そんな事態を目の当たりにし、日本企業の間で情報セキュリティのリスク認識は否応なく高まっている。

情報インシデントと刑事上・民事上の責任

情報インシデントと刑事上・民事上の責任

情報漏洩インシデントが起きると、企業(情報システムのユーザー)は次のような刑事上、民事上の責任を問われる。

  • 役員責任
  • 個人情報保護法上の責任
  • 顧客に対する民事責任

そのうち「役員責任」の最も重要なものとしては、情報セキュリティの管理義務を負う会社法上の「内部統制構築義務」がある。役員個人の責任も問われ、その範囲は情報システムの管掌担当役員(CIO)だけでなく、財務担当役員(CFO)に及ぶこともある。

役員責任と善管注意義務

取締役は会社から経営の委任を受けたものとして「善管注意義務」を負う。善管注意義務の内容は、取締役の職務、期待される役割によって決定される。

たとえば、情報システムに精通するCIOのように、特に専門的能力を買われ取締役に選任された者は、善管注意義務で期待される注意義務の水準は高い。また、金融機関も、その保有する情報の秘匿性、機微性や、金融機関のインフラとしての公共的性格から、期待される注意義務の水準は高くなる。
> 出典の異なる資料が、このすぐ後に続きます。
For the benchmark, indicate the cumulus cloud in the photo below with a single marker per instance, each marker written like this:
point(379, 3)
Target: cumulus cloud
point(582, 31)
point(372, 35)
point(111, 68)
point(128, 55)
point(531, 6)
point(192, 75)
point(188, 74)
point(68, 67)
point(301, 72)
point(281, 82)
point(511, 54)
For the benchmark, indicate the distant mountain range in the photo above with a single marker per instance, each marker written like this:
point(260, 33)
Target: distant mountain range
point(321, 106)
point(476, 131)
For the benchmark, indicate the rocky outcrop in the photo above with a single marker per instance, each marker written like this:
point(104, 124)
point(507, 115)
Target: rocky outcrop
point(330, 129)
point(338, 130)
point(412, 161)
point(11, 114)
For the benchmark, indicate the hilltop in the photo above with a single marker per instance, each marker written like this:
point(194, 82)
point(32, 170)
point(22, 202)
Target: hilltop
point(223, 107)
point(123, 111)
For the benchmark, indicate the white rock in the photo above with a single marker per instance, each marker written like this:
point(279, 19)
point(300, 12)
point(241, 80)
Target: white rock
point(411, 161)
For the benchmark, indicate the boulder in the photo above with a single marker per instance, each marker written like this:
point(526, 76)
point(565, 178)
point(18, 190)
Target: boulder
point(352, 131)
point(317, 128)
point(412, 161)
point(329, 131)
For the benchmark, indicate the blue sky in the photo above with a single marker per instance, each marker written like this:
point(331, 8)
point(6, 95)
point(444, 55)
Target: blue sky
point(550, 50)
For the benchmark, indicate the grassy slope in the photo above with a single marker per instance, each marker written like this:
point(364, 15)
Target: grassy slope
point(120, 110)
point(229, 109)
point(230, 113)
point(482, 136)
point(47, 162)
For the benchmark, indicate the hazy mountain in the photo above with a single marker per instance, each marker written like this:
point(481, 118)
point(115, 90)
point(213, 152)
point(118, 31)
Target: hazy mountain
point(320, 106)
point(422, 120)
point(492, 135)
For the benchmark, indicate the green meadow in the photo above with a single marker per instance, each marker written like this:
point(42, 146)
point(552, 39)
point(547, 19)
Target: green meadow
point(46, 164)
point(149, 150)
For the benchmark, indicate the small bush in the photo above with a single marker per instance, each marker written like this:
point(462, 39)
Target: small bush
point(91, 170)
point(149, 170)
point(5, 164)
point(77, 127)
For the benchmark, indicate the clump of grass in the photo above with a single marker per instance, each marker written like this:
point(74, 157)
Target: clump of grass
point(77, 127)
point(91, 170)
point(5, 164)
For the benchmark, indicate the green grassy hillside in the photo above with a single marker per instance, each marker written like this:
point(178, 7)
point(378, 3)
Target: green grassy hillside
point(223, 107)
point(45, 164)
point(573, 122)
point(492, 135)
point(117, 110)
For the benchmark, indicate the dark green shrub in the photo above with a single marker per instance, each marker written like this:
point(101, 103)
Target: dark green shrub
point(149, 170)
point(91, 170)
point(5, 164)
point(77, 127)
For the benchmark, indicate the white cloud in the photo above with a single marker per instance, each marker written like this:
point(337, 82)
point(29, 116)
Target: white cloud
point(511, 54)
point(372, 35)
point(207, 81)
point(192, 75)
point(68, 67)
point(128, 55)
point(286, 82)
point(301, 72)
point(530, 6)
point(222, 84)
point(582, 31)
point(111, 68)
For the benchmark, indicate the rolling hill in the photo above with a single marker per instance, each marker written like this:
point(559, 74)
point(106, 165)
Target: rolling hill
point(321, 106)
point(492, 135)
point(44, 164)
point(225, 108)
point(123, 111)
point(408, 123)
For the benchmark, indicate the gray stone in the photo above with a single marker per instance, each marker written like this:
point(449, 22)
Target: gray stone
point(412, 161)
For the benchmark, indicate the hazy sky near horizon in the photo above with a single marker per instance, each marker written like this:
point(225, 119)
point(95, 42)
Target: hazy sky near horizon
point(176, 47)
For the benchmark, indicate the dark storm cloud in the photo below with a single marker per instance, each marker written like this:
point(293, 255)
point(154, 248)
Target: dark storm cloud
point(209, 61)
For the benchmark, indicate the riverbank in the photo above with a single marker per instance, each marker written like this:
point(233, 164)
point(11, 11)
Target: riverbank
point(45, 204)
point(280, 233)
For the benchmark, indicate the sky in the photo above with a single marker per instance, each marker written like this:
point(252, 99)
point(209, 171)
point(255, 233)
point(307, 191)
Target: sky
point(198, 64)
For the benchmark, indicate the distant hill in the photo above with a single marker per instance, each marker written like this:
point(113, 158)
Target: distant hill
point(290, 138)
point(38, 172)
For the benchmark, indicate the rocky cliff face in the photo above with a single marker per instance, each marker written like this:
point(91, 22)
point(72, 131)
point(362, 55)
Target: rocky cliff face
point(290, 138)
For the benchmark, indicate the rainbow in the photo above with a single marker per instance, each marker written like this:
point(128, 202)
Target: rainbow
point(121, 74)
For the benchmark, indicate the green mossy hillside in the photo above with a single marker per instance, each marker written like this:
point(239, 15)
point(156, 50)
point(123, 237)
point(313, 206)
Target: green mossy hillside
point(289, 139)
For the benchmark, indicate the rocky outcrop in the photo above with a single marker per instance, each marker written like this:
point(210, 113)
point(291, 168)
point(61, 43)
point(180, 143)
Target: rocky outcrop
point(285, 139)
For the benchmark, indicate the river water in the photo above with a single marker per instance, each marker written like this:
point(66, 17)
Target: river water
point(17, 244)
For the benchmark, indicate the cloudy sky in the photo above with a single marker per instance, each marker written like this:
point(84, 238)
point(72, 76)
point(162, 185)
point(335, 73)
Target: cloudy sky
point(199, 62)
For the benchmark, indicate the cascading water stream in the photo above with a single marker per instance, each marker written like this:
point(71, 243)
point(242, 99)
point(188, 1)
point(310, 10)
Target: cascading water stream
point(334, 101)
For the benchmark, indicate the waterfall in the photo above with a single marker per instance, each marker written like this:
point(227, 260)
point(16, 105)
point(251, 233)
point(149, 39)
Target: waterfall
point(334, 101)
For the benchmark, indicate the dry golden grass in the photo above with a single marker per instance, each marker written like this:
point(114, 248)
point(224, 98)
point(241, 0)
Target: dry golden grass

なお、情報システムの管理に直接関与しないCFOなども取締役会の構成員として他の取締役に対する監督義務を負う。たとえばCIOが任務を懈怠するなど善管注意義務違反に該当する行為を行った場合、CFOなど他の取締役も監督義務違反の責任を問われうる。情報システムを直接に管掌しない取締役も「情報システムは素人だからわからない。業務にタッチしない。」ではすまされない。

善管注意義務違反の責任を負うケース

善管注意義務違反の責任を負うケース

セキュリティ・リスクを認識していない

セキュリティ・リスクが存在するにもかかわらず、それを認識していない場合、善管注意義務違反の責任を負う。具体的には、以下のようなケースが該当する。

  • セルフチェック(自己監査)の欠如
  • 第三者チェック(他者監査)の欠如
  • 同業態の事故事例の分析の欠如
  • セキュリティの脅威に対する知見不足

セキュリティ・リスクを過小評価した

セキュリティ・リスクの存在を認識しているが、それを過小評価した場合も、善管注意義務違反の責任を負う。具体的には、以下のようなケースが該当する。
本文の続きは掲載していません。